O
editorial do jornal “A Serra”, que circulou em Timbaúba no dia 17 de maio de
1913, seguia assinado por Jáder de Andrade, um jovem jornalista, político e
empresário daquele município, que seria, em poucos meses, nomeado redator do
Diário de Pernambuco. Jáder não hesitou nem mediu palavras para anunciar a obra
de que a cidade mais necessitaria: “Nesta
cidade há, talvez, necessidades igualmente urgentes e imprescindíveis: nenhuma,
porém, mais imprescindível e mais urgente do que a necessidade de um teatro,
condizendo com o adiantamento do nosso desenvolvimento moral e material”. O
Cine Teatro Recreios Benjamin seria inaugurado, sob os seus auspícios
financeiros, na tarde do domingo de 05 de março de 1916, com um programa que
incluiu um documentário sobre a Guerra Balcânica, o drama “Um Segredo” e uma
comédia, do francês Max Linder, “O Enforcado”. Estranhos aos nossos dias, os títulos
estavam em plena sintonia com a década de 1910. Os Bálcãs foram o estopim da
Primeira Guerra; o romance era a forma clássica da narrativa burguesa; e Max
Linder era um grande artista, que Chaplin tributava como seu mestre.
O Cine
Teatro seguiu sendo o palco da cidade. Manoel Borba começou ali a sua campanha
vitoriosa ao governo estadual; companhias de teatro de diversos estados
cruzaram suas coxias; orquestras ocuparam seu proscênio; o seu cinema foi a
janela que alargou o horizonte de mais de uma geração. A agitação cultural e
política dos anos 20 em Timbaúba tiveram ali o um de seus centros, além dos
jornais do lugar. Neste ambiente, nasceram e ganharam o mundo, muitos artistas,
professores, políticos e agitadores culturais de artes várias. Era a coroação
de uma economia que não dependia da cana de açúcar, que produzia muito algodão,
café, frutas, farinha e gado; tudo estimulado pela ferrovia que ligava o Recife
a Campina Grande e atravessava a Mata Norte. O Recreios Benjamin integra um conjunto de outros equipamentos construídos
em situação semelhante, entre 1910 e 1940: o Polytheama, de Goiana; o Guarani,
de Triunfo; o Apolo, em Palmares; o Avenida e o Santa Rosa, em Caruaru; o São
José, em Afogados da Ingazeira.
Na
noite passada de 26 de dezembro, o teto do Cine Teatro desabou, culminando uma
trajetória de descaso e abandono. Tombado pelo estado em 1983, não foi desapropriado.
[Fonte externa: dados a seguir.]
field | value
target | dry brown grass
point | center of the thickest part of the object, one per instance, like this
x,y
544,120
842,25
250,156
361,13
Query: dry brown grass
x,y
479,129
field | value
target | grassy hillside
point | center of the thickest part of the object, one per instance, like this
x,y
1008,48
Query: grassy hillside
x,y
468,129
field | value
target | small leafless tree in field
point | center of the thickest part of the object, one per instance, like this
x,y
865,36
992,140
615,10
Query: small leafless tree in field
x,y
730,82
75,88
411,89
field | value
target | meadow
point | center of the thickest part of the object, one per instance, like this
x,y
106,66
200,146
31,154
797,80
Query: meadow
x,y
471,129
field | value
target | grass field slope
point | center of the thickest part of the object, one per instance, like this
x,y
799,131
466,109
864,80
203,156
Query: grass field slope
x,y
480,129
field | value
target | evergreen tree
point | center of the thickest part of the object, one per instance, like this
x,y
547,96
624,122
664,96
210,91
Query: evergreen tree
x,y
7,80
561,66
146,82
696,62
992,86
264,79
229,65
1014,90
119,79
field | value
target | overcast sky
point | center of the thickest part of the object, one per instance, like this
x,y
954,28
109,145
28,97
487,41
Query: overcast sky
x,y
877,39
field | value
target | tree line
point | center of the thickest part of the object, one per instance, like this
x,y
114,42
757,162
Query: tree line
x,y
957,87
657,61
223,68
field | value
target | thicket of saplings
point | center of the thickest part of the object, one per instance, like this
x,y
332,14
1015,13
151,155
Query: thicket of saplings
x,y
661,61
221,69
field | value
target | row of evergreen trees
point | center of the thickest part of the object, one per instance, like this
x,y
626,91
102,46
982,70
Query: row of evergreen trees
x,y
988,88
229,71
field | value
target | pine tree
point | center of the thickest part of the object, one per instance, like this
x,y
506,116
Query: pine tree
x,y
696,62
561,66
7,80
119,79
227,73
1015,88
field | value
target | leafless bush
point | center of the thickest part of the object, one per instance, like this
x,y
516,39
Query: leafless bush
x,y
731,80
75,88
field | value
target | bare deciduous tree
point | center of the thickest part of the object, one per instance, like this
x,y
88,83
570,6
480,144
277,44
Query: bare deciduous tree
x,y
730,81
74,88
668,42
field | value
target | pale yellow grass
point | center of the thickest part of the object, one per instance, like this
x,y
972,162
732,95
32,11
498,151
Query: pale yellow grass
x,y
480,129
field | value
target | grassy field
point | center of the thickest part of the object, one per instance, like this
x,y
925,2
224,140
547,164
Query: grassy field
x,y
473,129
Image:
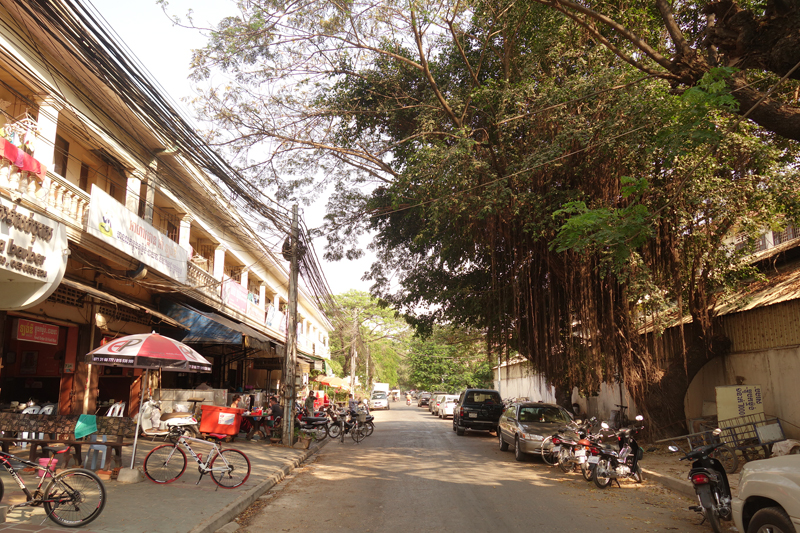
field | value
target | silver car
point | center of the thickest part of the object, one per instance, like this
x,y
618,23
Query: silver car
x,y
525,425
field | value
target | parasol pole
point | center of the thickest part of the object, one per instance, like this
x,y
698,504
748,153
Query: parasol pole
x,y
139,418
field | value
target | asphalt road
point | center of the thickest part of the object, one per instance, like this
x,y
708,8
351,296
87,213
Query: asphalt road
x,y
415,474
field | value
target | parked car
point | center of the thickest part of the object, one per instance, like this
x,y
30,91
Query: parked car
x,y
447,405
433,405
423,398
379,400
478,409
525,425
769,496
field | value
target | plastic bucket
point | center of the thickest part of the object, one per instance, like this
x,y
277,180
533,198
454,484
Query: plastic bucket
x,y
43,462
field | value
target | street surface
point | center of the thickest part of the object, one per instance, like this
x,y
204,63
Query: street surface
x,y
415,474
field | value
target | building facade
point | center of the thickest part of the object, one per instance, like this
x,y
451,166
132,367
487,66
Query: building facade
x,y
116,220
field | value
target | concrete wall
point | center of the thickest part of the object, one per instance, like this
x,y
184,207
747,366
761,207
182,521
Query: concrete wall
x,y
776,370
519,380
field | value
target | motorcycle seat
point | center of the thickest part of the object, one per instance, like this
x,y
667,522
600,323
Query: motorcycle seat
x,y
175,415
313,419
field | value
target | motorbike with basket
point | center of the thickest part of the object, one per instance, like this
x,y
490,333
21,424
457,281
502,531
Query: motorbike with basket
x,y
613,465
710,482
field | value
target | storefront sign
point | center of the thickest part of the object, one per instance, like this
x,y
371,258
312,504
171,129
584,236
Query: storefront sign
x,y
28,330
234,295
115,224
736,401
33,256
275,319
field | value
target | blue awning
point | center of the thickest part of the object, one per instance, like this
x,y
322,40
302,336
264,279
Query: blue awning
x,y
210,328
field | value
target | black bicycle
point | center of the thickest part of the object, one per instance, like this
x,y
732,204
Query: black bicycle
x,y
71,498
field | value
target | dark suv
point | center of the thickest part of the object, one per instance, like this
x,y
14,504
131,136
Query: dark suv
x,y
477,409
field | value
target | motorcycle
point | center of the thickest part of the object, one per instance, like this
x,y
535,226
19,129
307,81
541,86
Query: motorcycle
x,y
613,465
318,425
339,422
710,483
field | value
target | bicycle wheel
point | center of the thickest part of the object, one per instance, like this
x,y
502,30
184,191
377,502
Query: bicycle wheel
x,y
230,468
165,463
320,432
74,498
359,432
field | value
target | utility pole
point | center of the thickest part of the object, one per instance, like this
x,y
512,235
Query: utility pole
x,y
291,340
354,353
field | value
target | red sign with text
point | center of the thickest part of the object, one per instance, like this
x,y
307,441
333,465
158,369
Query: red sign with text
x,y
28,330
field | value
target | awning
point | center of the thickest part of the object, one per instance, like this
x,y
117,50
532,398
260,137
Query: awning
x,y
100,295
206,327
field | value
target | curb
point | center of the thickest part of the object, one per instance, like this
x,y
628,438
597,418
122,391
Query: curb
x,y
677,485
232,510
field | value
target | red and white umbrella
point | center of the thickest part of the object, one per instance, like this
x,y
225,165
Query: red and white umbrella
x,y
151,351
148,351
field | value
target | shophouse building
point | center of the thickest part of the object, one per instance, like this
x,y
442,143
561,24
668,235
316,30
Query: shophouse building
x,y
115,219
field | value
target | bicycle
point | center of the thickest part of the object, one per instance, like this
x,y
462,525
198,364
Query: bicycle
x,y
229,468
72,498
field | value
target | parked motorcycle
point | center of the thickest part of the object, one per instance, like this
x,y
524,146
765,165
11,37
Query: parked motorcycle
x,y
613,465
318,425
710,483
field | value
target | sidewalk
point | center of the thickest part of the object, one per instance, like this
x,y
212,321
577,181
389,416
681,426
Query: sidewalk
x,y
178,507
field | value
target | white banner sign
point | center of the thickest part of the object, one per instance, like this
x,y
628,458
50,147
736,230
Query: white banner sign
x,y
113,223
33,256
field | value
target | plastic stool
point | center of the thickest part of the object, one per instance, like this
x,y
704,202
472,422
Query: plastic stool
x,y
94,450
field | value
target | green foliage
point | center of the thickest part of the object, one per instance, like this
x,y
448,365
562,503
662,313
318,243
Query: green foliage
x,y
449,360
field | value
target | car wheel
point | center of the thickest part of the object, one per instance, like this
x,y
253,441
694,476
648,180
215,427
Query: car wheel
x,y
602,477
518,455
771,520
503,444
548,456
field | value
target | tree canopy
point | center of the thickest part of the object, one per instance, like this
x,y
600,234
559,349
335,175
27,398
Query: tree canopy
x,y
518,177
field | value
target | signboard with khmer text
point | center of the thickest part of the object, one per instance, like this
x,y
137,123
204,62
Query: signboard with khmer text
x,y
33,256
736,401
115,224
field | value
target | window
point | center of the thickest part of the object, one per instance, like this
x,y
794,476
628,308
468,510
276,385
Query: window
x,y
84,180
61,156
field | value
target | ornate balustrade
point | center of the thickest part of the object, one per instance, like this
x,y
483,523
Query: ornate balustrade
x,y
202,281
59,195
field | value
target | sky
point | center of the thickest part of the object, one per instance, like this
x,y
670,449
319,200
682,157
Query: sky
x,y
165,50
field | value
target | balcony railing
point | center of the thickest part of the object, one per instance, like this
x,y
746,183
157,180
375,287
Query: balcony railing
x,y
202,281
61,197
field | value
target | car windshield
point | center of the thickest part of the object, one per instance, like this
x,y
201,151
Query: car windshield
x,y
483,397
542,414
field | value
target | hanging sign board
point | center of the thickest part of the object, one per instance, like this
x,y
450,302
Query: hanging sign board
x,y
112,222
28,330
33,256
739,400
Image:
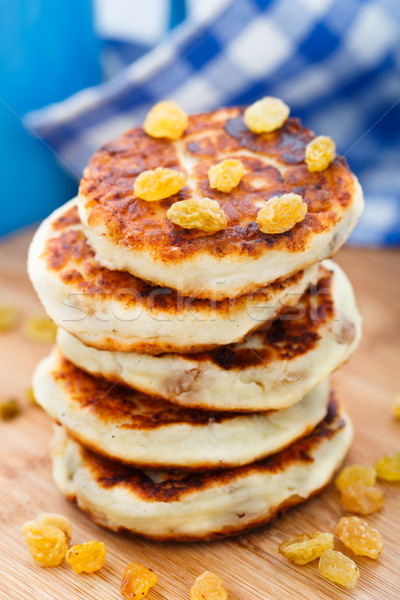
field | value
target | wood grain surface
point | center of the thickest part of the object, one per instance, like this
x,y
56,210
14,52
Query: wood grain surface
x,y
250,565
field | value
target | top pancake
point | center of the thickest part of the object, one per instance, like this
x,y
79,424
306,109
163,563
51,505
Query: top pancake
x,y
134,235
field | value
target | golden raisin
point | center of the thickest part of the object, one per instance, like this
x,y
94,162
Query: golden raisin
x,y
88,557
320,152
158,184
396,406
281,213
57,521
9,408
47,543
353,475
166,119
362,499
337,567
136,581
31,395
226,175
388,467
40,329
208,586
9,318
198,213
306,547
357,535
265,115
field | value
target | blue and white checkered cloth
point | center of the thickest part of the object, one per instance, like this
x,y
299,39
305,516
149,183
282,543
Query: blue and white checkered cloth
x,y
335,62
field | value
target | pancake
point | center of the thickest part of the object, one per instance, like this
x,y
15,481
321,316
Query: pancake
x,y
272,369
201,506
132,428
134,235
112,310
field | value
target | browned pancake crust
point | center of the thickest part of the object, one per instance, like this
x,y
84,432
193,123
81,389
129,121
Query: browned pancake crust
x,y
69,255
295,332
178,484
123,407
107,188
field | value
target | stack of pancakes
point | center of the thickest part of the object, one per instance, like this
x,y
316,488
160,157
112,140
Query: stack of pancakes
x,y
190,377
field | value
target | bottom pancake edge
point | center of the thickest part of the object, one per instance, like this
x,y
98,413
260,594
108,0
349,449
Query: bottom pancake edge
x,y
178,506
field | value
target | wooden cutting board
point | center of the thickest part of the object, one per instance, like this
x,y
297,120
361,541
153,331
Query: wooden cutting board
x,y
250,565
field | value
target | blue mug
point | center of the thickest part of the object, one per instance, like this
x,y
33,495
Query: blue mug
x,y
48,51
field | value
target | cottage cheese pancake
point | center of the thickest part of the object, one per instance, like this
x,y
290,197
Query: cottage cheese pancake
x,y
273,368
131,234
201,506
132,428
113,310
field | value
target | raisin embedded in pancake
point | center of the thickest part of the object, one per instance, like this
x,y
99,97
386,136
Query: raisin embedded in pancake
x,y
273,368
130,234
201,506
113,310
132,428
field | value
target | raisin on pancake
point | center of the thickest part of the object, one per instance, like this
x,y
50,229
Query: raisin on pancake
x,y
131,234
113,310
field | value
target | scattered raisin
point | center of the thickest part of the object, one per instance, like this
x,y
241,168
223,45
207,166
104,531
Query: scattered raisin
x,y
362,499
31,396
198,213
167,120
47,543
337,567
265,115
40,329
396,406
136,581
357,535
88,557
57,521
281,213
226,175
320,152
388,467
9,318
208,586
158,184
306,547
355,474
9,408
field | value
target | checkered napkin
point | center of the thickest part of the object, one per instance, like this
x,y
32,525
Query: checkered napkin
x,y
335,62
Seguiu-se um imbróglio em que o prédio não recebia uso pelos proprietários, ao
tempo em que governos diziam não investir por ser propriedade privada. Desde
então, recebeu apenas intervenções pontuais, como uma reforma no início dos
anos 90, em que o palco de madeira foi substituído por um de... cimento. Em
2011, surgiu um movimento de estudantes e professores da rede pública e
privada, reivindicando o cuidado e o bom uso do teatro, que resultou em
audiência até com o governador. A Fundação de Cultura Jáder de Andrade bateu-se
igualmente por esta causa. Seguiram-se diversas promessas, vários gerúndios, e
o prédio continuou fechado, à espera de providências que não foram tomadas. Até
que, quem sabe, sem suportar mais um natal sem uso, os velhos braços de madeira
não suportaram mais e arriaram sob o peso dos dias e a fúria de cupins não
combatidos. Resta a esperança de um projeto de restauração contemplando o seu centenário,
que virá em 2016, e que os governos e a sociedade possam se aproximar da visão
que Jáder possuía sobre a importância da cultura.